Fue una época feliz. Dejé de vender la nata de la leche que ocupaba el gollete de la botella que, todos los días, me hacía llegar mi abuela y la compartí con mis dos condiscípulos. Solíamos bajar al primer piso a que, el organista de la catedral, nos diese clases de piano y lo hacíamos, a menudo, mordisqueando rebanadas de pan, que habíamos hurtado de la comida, untadas con la nata de mi botella. Éramos niños felices. Componíamos un buen trío. Emiliano López Xanela componía extrañas frases resultado de estrambóticas traducciones: «A solis orto usque ad ocasum» era el equivalente de «da sol en la huerta que es un caso…» y, cuando lo hacía, nos reíamos por los pasillos en los que, las risas, eran insolentes y, por ello, más gratas a nuestros oídos de niños. Mario Méndez Abalo, el otro de mis compañeros, podía afeitarse las cejas en un momento de depresión o euforia súbita, que ni se sabe, o pasarse el recreo cogiendo velocidad en una carrera que lo llevaba hasta la pared por la que conseguía ascender casi dos metros; o al menos eso creíamos.

¿Qué habrá sido de Emiliano? Mario murió estando en el seminario y siendo aún niños los tres. Apareció muerto una mañana y todavía hoy ignoro qué mal viento fue el que se lo llevó. Observé que se retrasaba y penetré en su camarilla. Estaba vuelto hacia la pared y posé mi mano sobre su hombro, para agitarlo, al tiempo que le decía «a solis orto usque ad ocasum»; pero no me respondió. Tiré de mi brazo, sin desasir mi mano, y su cuerpo se volteó hasta quedar boca arriba. Tenía los ojos abiertos y la mirada impasible y fría. Por su boca y por sus agujeros nasales asomaban unas enormes lombrices que huían del cuerpo muerto que hasta entonces habían parasitado.

Emiliano entró detrás de mí y me halló pálido y atónito, observando el rostro de la muerte por segunda vez en mi vida; pero yo no observaba la cara de mi amigo muerto. Lo hacía tan sólo con el reducto por el que asomaban las lombrices, tenía mi atención concentrada en ellas como si surgiesen de un abismo al que yo me asomase a través de su contemplación. Y así debió de ser. Al poco tiempo me sentí retirado de allí por dos prefectos de disciplina que me auparon en volandas, sosteniéndome por los codos, para llevarme a la enfermería y, de allí, a casa de mi abuela.
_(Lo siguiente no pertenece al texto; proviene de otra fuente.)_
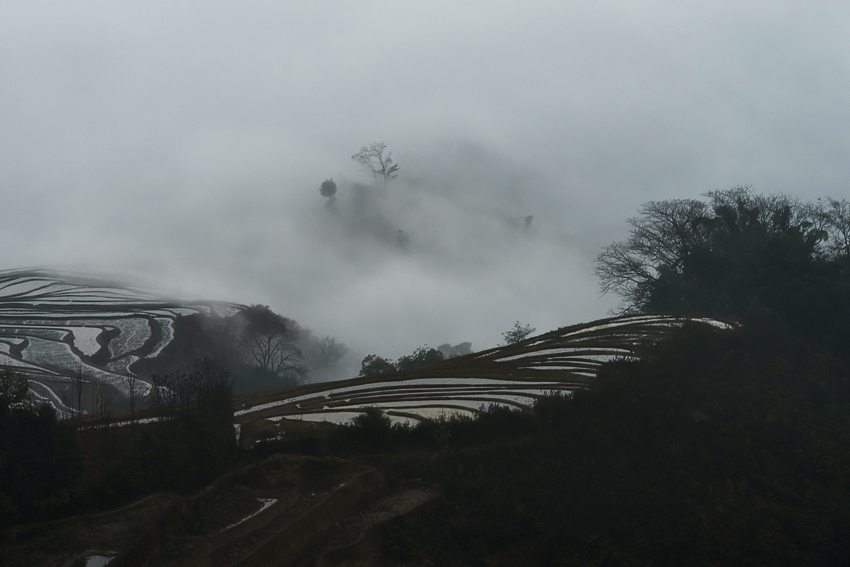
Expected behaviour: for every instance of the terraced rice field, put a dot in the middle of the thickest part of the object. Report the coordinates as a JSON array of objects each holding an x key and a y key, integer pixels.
[
  {"x": 514, "y": 375},
  {"x": 53, "y": 325}
]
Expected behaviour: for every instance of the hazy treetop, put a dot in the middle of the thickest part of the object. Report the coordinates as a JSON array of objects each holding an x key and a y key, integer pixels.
[{"x": 185, "y": 144}]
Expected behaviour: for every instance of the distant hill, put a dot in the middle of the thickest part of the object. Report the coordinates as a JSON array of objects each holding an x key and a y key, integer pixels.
[{"x": 54, "y": 325}]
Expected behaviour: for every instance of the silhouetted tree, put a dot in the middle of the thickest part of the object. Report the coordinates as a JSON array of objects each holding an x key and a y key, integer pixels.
[
  {"x": 378, "y": 162},
  {"x": 517, "y": 333},
  {"x": 325, "y": 354},
  {"x": 720, "y": 257},
  {"x": 373, "y": 364},
  {"x": 269, "y": 342}
]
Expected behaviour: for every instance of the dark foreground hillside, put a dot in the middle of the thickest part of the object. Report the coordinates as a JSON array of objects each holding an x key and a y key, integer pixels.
[
  {"x": 722, "y": 450},
  {"x": 717, "y": 448}
]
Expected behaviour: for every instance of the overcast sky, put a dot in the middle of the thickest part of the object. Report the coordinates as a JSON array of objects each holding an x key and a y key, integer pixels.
[{"x": 183, "y": 143}]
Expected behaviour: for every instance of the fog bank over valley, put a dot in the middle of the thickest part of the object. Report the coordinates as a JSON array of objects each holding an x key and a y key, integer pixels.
[{"x": 183, "y": 148}]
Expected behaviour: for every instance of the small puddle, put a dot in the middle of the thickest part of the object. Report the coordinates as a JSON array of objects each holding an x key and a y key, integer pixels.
[{"x": 98, "y": 560}]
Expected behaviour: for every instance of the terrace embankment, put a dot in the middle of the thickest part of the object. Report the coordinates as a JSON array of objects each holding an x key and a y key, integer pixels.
[{"x": 285, "y": 510}]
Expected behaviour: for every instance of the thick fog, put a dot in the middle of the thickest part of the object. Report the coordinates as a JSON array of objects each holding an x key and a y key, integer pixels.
[{"x": 183, "y": 145}]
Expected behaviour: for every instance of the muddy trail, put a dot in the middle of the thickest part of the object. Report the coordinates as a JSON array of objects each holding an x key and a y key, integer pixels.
[{"x": 286, "y": 510}]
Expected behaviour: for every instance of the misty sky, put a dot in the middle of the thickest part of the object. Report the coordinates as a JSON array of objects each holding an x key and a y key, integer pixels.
[{"x": 183, "y": 144}]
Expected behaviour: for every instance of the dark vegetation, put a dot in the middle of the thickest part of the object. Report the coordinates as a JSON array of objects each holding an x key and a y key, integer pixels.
[
  {"x": 712, "y": 447},
  {"x": 373, "y": 364}
]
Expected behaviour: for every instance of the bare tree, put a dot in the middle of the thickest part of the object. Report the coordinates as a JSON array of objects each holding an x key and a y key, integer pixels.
[
  {"x": 326, "y": 354},
  {"x": 328, "y": 189},
  {"x": 378, "y": 162},
  {"x": 517, "y": 333},
  {"x": 269, "y": 342},
  {"x": 132, "y": 382},
  {"x": 78, "y": 382}
]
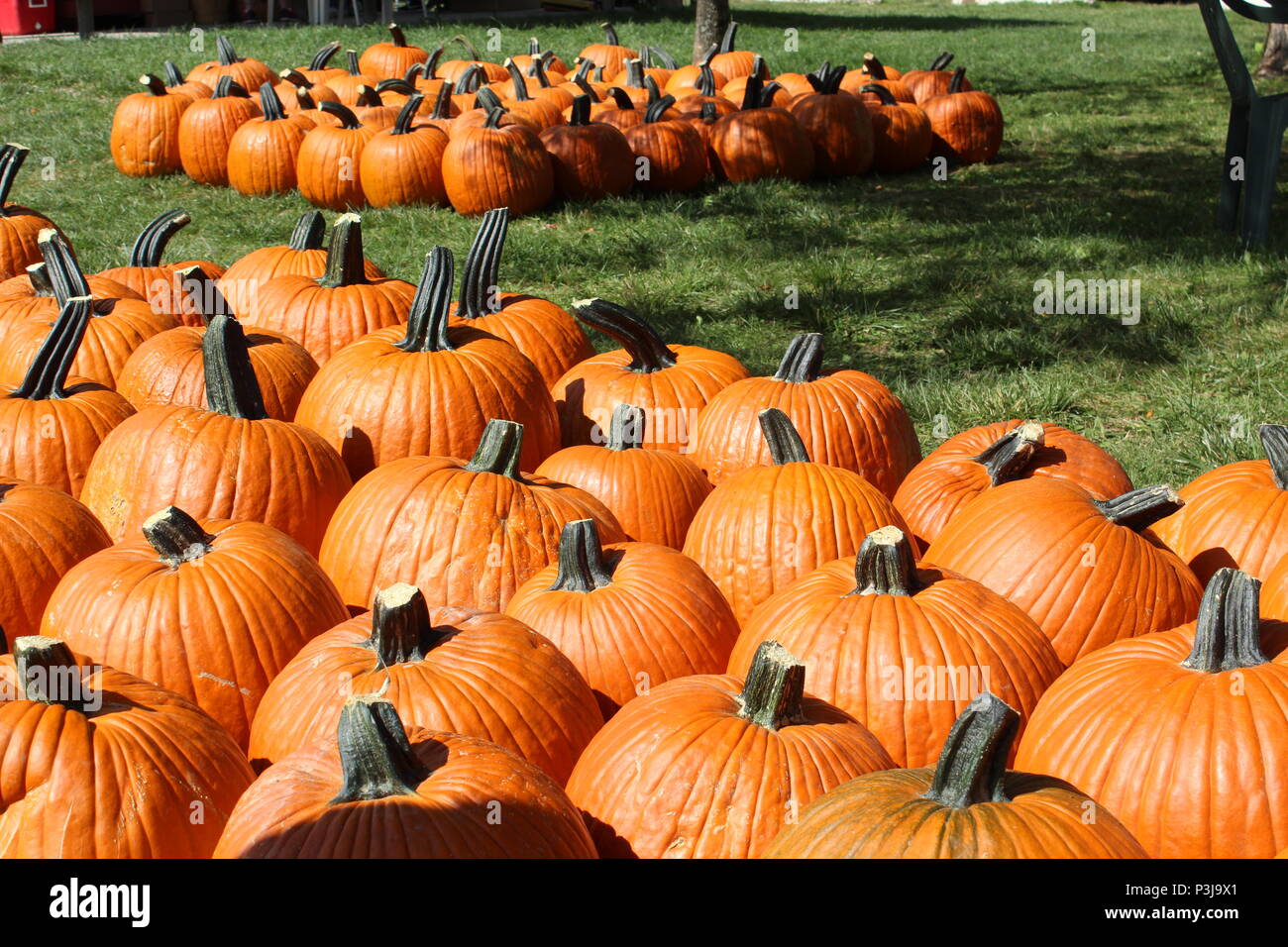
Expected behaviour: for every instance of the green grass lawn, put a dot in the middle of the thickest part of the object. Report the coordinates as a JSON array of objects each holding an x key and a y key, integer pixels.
[{"x": 1109, "y": 170}]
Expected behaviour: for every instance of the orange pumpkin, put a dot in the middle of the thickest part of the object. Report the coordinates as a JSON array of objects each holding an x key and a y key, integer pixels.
[
  {"x": 380, "y": 791},
  {"x": 629, "y": 616},
  {"x": 464, "y": 532},
  {"x": 763, "y": 528},
  {"x": 1183, "y": 733},
  {"x": 715, "y": 766},
  {"x": 967, "y": 806},
  {"x": 450, "y": 669},
  {"x": 903, "y": 647}
]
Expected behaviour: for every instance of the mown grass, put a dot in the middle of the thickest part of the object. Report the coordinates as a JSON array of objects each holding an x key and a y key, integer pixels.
[{"x": 1109, "y": 170}]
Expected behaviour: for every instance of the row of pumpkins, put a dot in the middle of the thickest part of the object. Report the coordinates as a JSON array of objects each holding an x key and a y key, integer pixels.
[
  {"x": 402, "y": 577},
  {"x": 398, "y": 127}
]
Cuando regresé al seminario, Mario era nada más que un recuerdo. Todavía lo es hoy, con sus lombrices asomando por los agujeros de su nariz, debajo de una mirada opaca y de una enmarañada melena producto de un breve y convulso sueño que lo alejó de nosotros.

Todavía estaba reconocible el dormitorio de Mario. Los azulejos blancos que protegían la pared de las salpicaduras del agua con la que se lavaba en la jofaina. La desvencijada mesilla de noche. Un somier deteriorado y lleno de óxido por todas partes. Antes de huir despavorido de allí y del recuerdo de mi amigo muerto, pude ver la base románica de las torres de la catedral, también la torre Berenguela, el convento de San Paio de Antealtares. Luego bajé a trompicones, asustado y disminuido, hasta que conseguí verme en la calle empujado por la mala visión que, el recuerdo, para mí había recuperado.